Both of mine did/do this. They use there bum as a battering ram, or a tool to encourage/provoke the other dog to play, without using their mouth and appearing aggressive. They use the bum to nudge, push, sit on another dog to tease them into playing normally. 

I could be wrong, but from your description this is what it sounds like in one way shape or form.

V's use their bums and also love to mouth and get on their hind legs and paw/cuddle each other. They also do the "Boxer Bounce" where they drop down at the front and then spring back and often bark. 


Chase, wrestle chase is probably their favourite doggy on doggy game. 

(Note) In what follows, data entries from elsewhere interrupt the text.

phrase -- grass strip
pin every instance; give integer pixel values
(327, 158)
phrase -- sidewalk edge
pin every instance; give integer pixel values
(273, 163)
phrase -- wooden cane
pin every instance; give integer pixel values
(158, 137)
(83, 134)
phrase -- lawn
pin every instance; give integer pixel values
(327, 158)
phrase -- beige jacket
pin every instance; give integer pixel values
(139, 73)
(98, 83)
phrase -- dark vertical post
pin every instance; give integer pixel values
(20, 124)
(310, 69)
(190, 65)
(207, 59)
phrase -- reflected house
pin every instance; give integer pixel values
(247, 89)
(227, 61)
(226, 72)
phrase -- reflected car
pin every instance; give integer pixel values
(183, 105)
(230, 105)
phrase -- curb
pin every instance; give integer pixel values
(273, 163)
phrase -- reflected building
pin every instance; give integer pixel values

4 months hey......... I bet your having fun


----------



## Evelyn (Mar 5, 2011)

Mine does that all the time...this pic was taken when he was 6 months.....he is now 1 years old and from my experience I think it's just a play thing cause he also lets that same dog sit on him as well....


----------



## Ozkar (Jul 4, 2011)

Great Pic Evelyn!!!  Such a Visla thing to do!!! Made me smile!


----------



## tracker (Jun 27, 2011)

This is normal, my lil guy does it and sometimes runs towards other dogs and whips his butt around into the other dogs. So fun to watch them play!


----------



## Ozkar (Jul 4, 2011)

tracker said:


> This is normal, my lil guy does it and sometimes runs towards other dogs and whips his butt around into the other dogs. So fun to watch them play!

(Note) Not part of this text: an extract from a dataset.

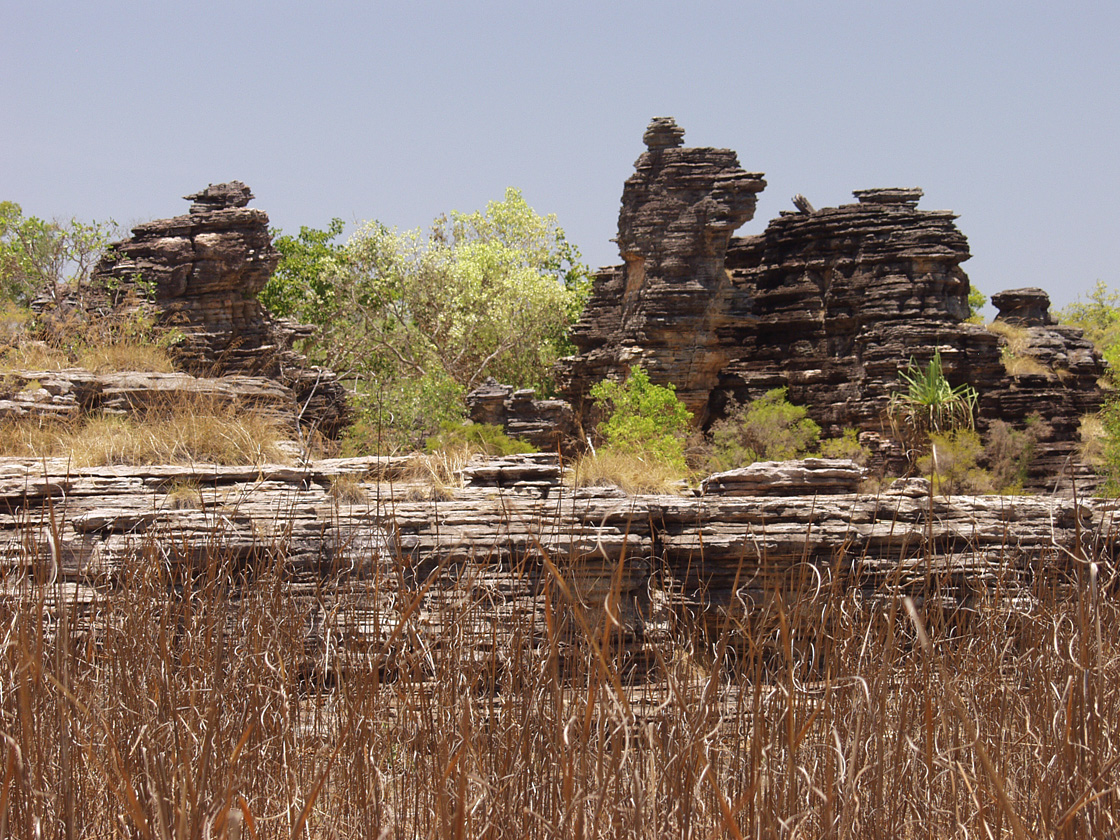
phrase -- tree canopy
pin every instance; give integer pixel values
(414, 319)
(38, 257)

Yeah... I'm not sure who has more fun, them playing or us watching them play  

Get two V's, or a V & a german Shorthaired Pointer, or a weimeraneir (Spell... I always get this wrong, you'd think by the age of 45 I'd have the spelling thing nailed !!!) they play exactly the same way and it's a huge pleasure to watch.. _


----------



## harrigab (Aug 21, 2011)

Ruby's main playmates are a 1year old and 6 year old V and a 2 year old GWP, so she tends to be the one that gets sat on at the moment


----------



## ironman_stittsville (Oct 12, 2011)

My Phoebe doesn't sit on other dogs but she sure does shove her bum in their faces. I think that she knows that in order to hurry up into the play phase she has to make sure that they can smell her bottom (saying HI in dogese  ) so she leads with that.

rh.


----------



## Coya (Aug 20, 2011)

Thank you all so much for your responses. I feel SO much better! Evelyn, that pic is too funny!

Ozkar, yes...we are having a blast! Sometimes we find ourselves just staring at each other (my boyfriend and I that is) giving the "was this your idea?!" look but then she looks at us with her big beautiful eyes and we know it's all worth it. She is getting out of some of her "puppy habits" such as nipping and trying to attack our shoe laces which is a huge relief! She is a joy to watch. We absolutely love her to pieces!!!


----------



## laurita (Jun 12, 2011)

LOL, Evelyn! That made my day!!


----------



## mswhipple (Mar 7, 2011)

Evelyn, that is one hilarious photo!!


----------



## sarahaf (Aug 17, 2009)

Indeed--I just laughed out loud! What's so funny is how nonchalant and comfortable he looks...


----------